Je tirai dessus plusieurs flèches, et enfin il en tomba un par terre. Les autres se retirèrent aussitôt, et me laissèrent la liberté
d'aller avertir mon patron de la chasse que je venais de faire. En faveur de cette nouvelle, il me régala d'un bon repas. Puis nous
allâmes ensemble à la forêt où nous creusâmes une fosse dans laquelle nous enterrâmes l'éléphant que j'avais tué. Mon patron se
proposait de revenir lorsque l'animal serait pourri et d'enlever les dents pour en faire le commerce.
« Je continuai cette chasse pendant deux mois, et il ne se passait pas de jour que je ne tuasse un éléphant. Un matin que j'attendais
l'arrivée des éléphants, je m'aperçus avec un extrême étonnement qu'ils s'arrêtèrent, et vinrent à moi avec un horrible bruit et en si
grand nombre que la terre en était couverte et tremblait sous leurs pas. Ils s'approchèrent de l'arbre où j'étais monté et
l'environnèrent tous, la trompe étendue et les yeux attachés sur moi. Je restai immobile, et saisi d'une telle frayeur que mon arc et
mes flèches me tombèrent des mains.
« Après que les éléphants m'eurent regardé quelque temps, un des plus gros embrassa l'arbre par le bas avec sa trompe, et fit un si
puissant effort qu'il le déracina et le renversa par terre. Je tombai avec l'arbre ; mais l'animal me prit avec sa trompe, et me chargea
sur son dos, où je m'assis plus mort que vif. Il me porta ensuite jusqu'à un endroit, où m'ayant posé à terre, il se retira. Je croyais
plutôt dormir que veiller, Enfin, après avoir été quelque temps étendu sur la place, ne voyant plus d'éléphants, je me levai, et je
remarquai que j'étais sur une colline assez longue et assez large, toute couverte d'ossements, et de dents d'éléphants. Je ne doutai
point que ce ne fût là leur cimetière, et qu'ils ne m'y eussent apporté exprès pour me l'enseigner, afin que je cessasse de les
persécuter, puisque je le faisais dans la vue seule d'avoir leurs dents. Je ne m'arrêtai pas sur la colline, je tournai mes pas vers
la ville.
« Dès que mon patron m'aperçut : « Ah pauvre Sindbad ! me dit-il, j'étais dans une grande peine de savoir ce que tu pouvais être devenu.

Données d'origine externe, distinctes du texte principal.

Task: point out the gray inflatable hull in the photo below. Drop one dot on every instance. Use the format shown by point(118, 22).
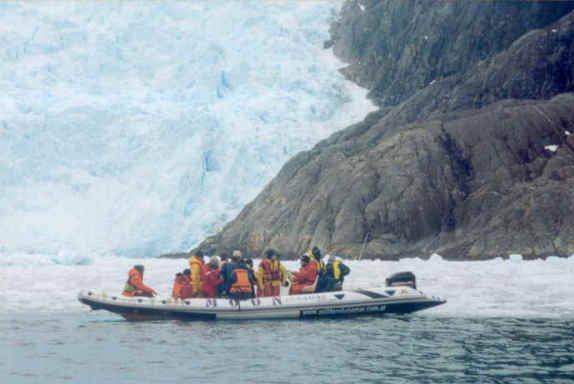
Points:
point(396, 300)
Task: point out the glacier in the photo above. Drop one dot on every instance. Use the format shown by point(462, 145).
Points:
point(473, 289)
point(137, 128)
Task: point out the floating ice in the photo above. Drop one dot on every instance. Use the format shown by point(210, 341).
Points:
point(473, 289)
point(515, 257)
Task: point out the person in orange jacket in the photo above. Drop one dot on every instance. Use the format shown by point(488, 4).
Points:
point(271, 274)
point(135, 286)
point(186, 290)
point(177, 285)
point(263, 275)
point(278, 275)
point(211, 280)
point(181, 285)
point(197, 268)
point(305, 277)
point(242, 282)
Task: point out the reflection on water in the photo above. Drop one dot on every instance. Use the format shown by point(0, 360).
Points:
point(99, 348)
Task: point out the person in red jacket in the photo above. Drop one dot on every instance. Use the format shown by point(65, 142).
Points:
point(135, 286)
point(305, 277)
point(211, 279)
point(263, 275)
point(182, 285)
point(186, 290)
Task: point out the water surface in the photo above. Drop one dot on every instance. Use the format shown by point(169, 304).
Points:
point(95, 347)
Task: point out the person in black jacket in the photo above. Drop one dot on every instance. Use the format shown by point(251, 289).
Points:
point(335, 272)
point(227, 271)
point(242, 282)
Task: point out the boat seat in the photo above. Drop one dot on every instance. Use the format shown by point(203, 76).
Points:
point(311, 288)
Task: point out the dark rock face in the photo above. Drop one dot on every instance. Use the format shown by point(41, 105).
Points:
point(398, 47)
point(464, 166)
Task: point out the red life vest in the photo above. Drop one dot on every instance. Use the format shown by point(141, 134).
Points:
point(242, 283)
point(275, 270)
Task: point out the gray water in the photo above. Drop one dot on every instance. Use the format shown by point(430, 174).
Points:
point(95, 347)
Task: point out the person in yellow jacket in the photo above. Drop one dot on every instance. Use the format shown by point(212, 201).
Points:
point(197, 267)
point(279, 275)
point(270, 275)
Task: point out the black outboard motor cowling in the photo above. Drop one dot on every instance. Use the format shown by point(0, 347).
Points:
point(402, 279)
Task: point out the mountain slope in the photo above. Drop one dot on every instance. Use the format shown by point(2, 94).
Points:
point(476, 164)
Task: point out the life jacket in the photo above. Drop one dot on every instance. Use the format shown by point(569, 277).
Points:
point(242, 283)
point(337, 270)
point(275, 267)
point(265, 266)
point(130, 288)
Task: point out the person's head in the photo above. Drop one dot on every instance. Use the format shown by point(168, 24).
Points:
point(316, 252)
point(270, 253)
point(213, 262)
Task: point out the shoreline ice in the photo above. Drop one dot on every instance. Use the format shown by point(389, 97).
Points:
point(492, 288)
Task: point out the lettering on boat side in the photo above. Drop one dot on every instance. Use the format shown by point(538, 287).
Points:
point(343, 310)
point(305, 298)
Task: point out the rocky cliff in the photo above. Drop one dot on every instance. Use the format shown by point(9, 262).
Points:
point(471, 154)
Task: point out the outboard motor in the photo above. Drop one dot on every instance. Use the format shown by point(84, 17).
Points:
point(402, 279)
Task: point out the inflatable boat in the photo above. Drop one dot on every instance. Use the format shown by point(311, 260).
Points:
point(395, 298)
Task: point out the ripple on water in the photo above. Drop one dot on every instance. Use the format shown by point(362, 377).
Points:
point(91, 348)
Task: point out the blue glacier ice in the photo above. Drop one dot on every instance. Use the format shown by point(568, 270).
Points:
point(137, 128)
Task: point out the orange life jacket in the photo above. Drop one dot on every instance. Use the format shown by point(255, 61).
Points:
point(265, 265)
point(275, 267)
point(242, 283)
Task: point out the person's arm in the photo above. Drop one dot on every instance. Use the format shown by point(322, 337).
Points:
point(195, 277)
point(259, 277)
point(137, 282)
point(232, 278)
point(283, 272)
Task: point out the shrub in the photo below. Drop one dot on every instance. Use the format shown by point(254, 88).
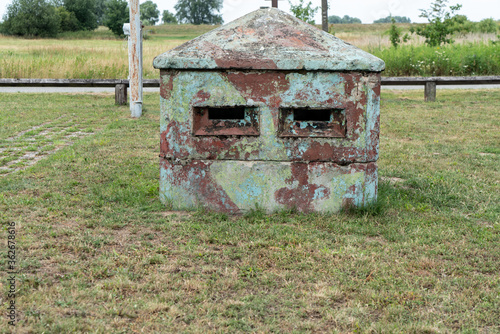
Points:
point(117, 13)
point(441, 23)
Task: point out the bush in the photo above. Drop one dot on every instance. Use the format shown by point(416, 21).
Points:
point(31, 18)
point(117, 13)
point(68, 20)
point(304, 12)
point(442, 23)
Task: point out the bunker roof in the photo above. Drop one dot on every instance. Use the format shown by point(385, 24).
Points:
point(268, 39)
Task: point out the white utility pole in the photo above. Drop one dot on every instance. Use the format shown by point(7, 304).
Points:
point(135, 60)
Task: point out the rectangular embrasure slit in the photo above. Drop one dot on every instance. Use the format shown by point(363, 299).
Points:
point(312, 122)
point(221, 113)
point(312, 115)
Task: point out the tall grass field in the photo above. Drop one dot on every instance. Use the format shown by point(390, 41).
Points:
point(98, 55)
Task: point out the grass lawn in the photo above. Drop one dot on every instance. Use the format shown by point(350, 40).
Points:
point(97, 252)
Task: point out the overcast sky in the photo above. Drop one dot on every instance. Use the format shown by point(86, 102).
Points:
point(366, 10)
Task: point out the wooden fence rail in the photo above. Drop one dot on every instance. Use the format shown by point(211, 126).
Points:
point(121, 85)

J'ai été à la forêt, j'y ai trouvé un arbre nouvellement déraciné, un arc et des flèches par terre, et je désespérais de te revoir
jamais. Raconte-moi, je te prie, ce qui t'est arrivé. » Le lendemain étant allés tous deux à la colline, nous chargeâmes l'éléphant sur
lequel nous étions venus de tout ce qu'il pouvait porter de dents, et, lorsque nous fûmes de retour :
« Mon frère, me dit-il, je ne veux plus vous traiter en esclave, et veux vous combler de toutes sortes de biens et de prospérités !»
« Je répondis : « Patron, Dieu vous conserve ! je ne vous demande que la permission de retourner en mon pays.
- Hé bien ! répliqua-t-il, le moçon nous amènera bientôt des navires qui viendront charger de l'ivoire.
Je vous renverrai alors, et vous donnerai de quoi vous conduire chez vous.»
« Les navires arrivèrent enfin ; et mon patron, ayant choisi lui-même celui sur lequel je devais m'embarquer, le chargea d'ivoire à demi
pour mon compte. Après que je l'eus remercié autant qu'il me fut possible, je m'embarquai.
« Après un long périple, j'arrivai heureusement à Bagdad. J'allai d'abord me présenter au calife, et lui rendre compte de mon
ambassade. Ce prince me dit que la longueur de mon voyage lui avait causé de l'inquiétude ; mais qu'il avait pourtant toujours espéré
que Dieu ne m'abandonnerait point. Quand je lui appris l'aventure des éléphants, il en parut fort surpris et il aurait refusé d'y
ajouter foi si ma sincérité ne lui eût pas été connue. Il trouva cette histoire et les autres que je lui racontai si curieuses qu'il
chargea un de ses secrétaires de les écrire en caractères d'or, pour être conservées dans son trésor. Je me retirai très content de
l'honneur et des présents qu'il me fit ; puis je me donnai tout entier à ma famille, à mes parents et à mes amis.»